Haiti's top electoral officer, Gaillot Dorsinvil, hailed what he called the large turnout of voters in the first presidential run-off vote in the Caribbean nation, where elections have often been marred by fraud and violence.

The close race presented Haiti's 4.7 million voters with a choice between a political newcomer, energetic entertainer and singer Michel Martelly, 50, and former first lady Mirlande Manigat, 70, a law professor and opposition matriarch.

Recent opinion polls showed Martelly ahead of Manigat.

Police and local officials said three people were killed in electoral violence, two in the central Artibonite region and one at Mare Rouge in the northwest. U.N. peacekeepers intervened in scattered incidents, firing in the air in one location to separate fighting rival supporters.

But, despite delays caused by initially missing electoral materials, especially at polling stations in the capital Port-au-Prince, international observers said voting seemed to have gone much more smoothly than the chaotic first round on November 28, which dissolved into fraud allegations and unrest.

"All in all it looked like a much better day ... I think it was a more relaxed atmosphere, despite the material problems," Ambassador Colin Granderson, head of the Organization of American States/Caribbean Community election observer mission in Haiti, told Reuters.

International donors hope the run-off vote can elect a capable, legitimate leadership in one of the world's poorest nations to steer a post-quake reconstruction that requires billions of dollars of aid.

Many polling stations in the capital did not open on time because materials, such as ink to mark voters' fingers and ballot papers, did not arrive early.

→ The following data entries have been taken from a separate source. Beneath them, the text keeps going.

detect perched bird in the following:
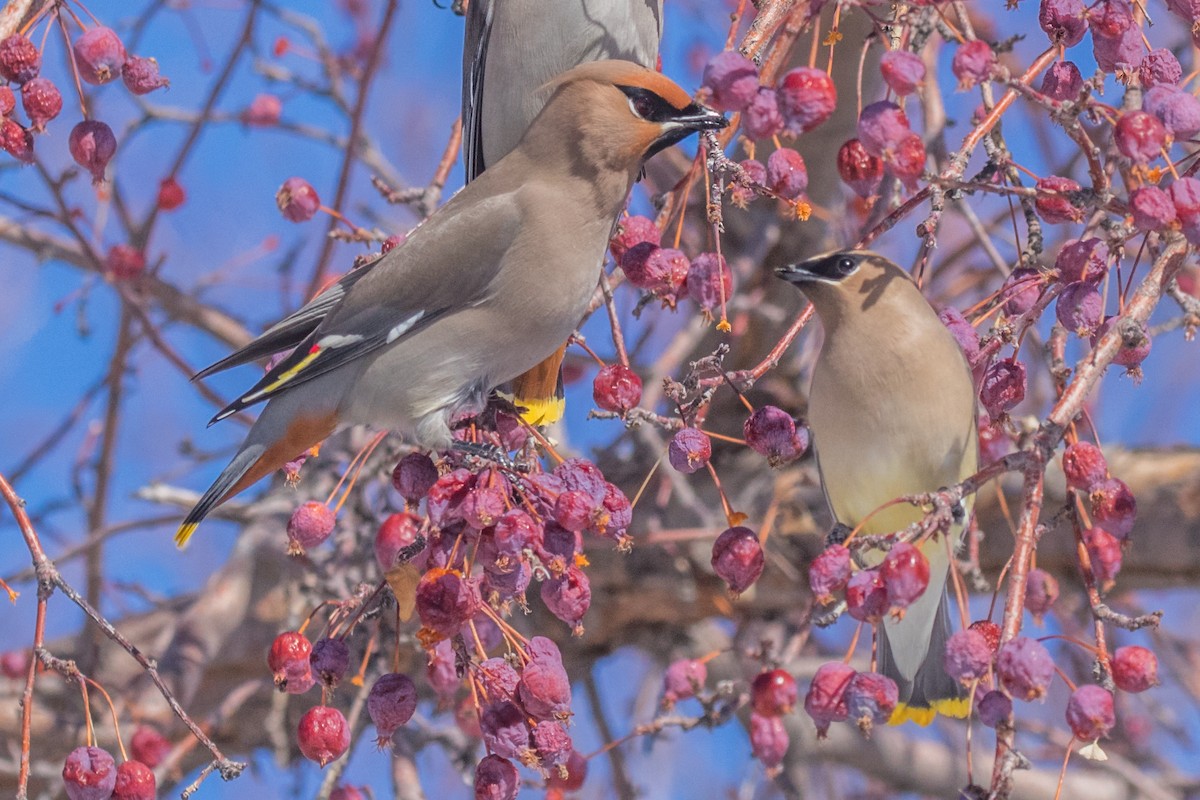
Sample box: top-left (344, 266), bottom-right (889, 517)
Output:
top-left (776, 252), bottom-right (979, 724)
top-left (175, 61), bottom-right (727, 546)
top-left (462, 0), bottom-right (662, 425)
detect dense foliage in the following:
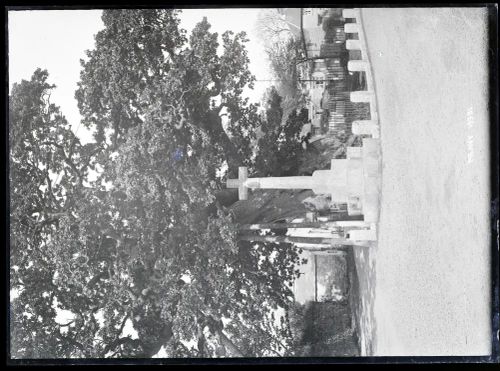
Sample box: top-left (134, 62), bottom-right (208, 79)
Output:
top-left (9, 9), bottom-right (308, 358)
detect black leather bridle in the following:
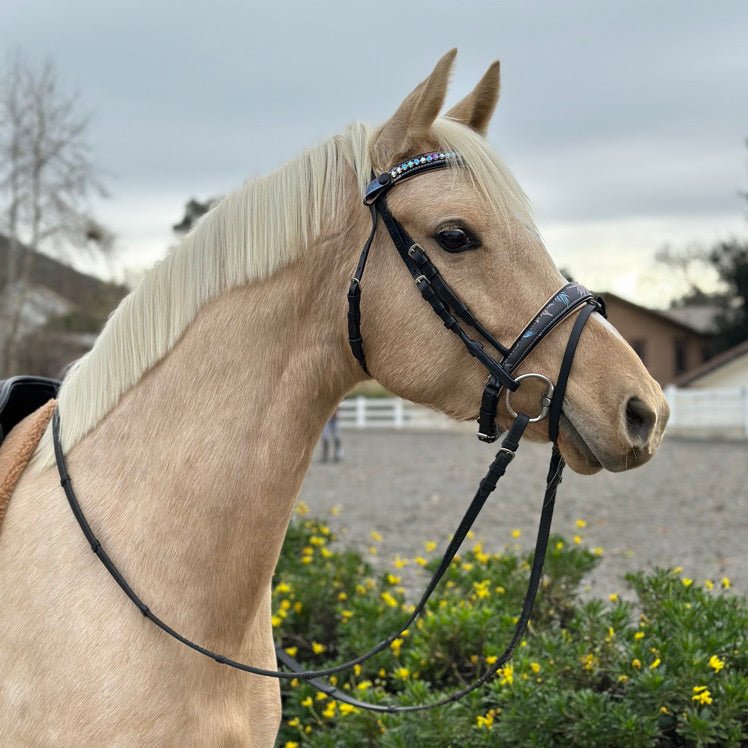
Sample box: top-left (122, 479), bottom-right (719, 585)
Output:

But as the day progressed, these problems were mostly resolved, officials said.

While polling centers in most of Haiti closed as scheduled at 4 p.m. (5 p.m. EDT), voting was extended by one hour in the Port-au-Prince metropolitan area to make up for the delays.

LONG WAIT FOR RESULTS

The counting of ballots was due to begin immediately, but under Haiti's election law, the Provisional Electoral Council, or CEP, is only scheduled to announce preliminary results on March 31, and confirm the final results on April 16.

There are fears the long wait could cause impatience and possible protests, but CEP officials said both candidates have agreed to make no victory declarations and hold no rallies until the first results were announced -- no easy task in a country known for its volatile politics.

Outgoing President Rene Preval appealed for calm. "I hope ... the results won't have any trouble," he told reporters.

Both candidates voted in the capital. Martelly, who has promised to change a country weary of corruption and mismanagement, was mobbed by cheering supporters when he cast his vote in the Petionville district.

"We are living a historic moment, I feel the enthusiasm and I am delighted change has finally come," he told Reuters.

U.N. troops protected voting centers with local police, and U.N. armored vehicles rumbled through the capital's streets, many still strewn with debris left from last year's quake.

Voters expressed satisfaction after casting their ballots, but some said they would watch out for fraud. "The task is not over, we remain vigilant," said Michel Magloire, 35.

"We are hoping for a better life ... but only God knows," said another voter, Adeline Hyppolite, 50, whose husband had been disabled in the earthquake.

Weighing on many Haitians' minds as they voted was the reappearance of former President Jean-Bertrand Aristide, who arrived back from exile on Friday.

The return of the left-wing populist, who still commands a big following in Haiti, was opposed by the United States and United Nations as potentially disruptive. But Aristide is not a candidate and aides have said he will stay out of politics.

Aristide, who was driven into exile by a 2004 rebellion, has not clearly endorsed any candidate and he made no public statement on Sunday.

Many voters said if Aristide, revered as a champion of the poor, had been a candidate, they would have voted for him.

A confused incident on the eve of the vote involving Haitian-American hip hop star Wyclef Jean, who backs Martelly, led to a report that Jean had been shot in the hand.

But Vanel Lacroix, police chief in Petionville where Jean is staying, said he had suffered only a minor cut to his hand from glass in an apparent accident.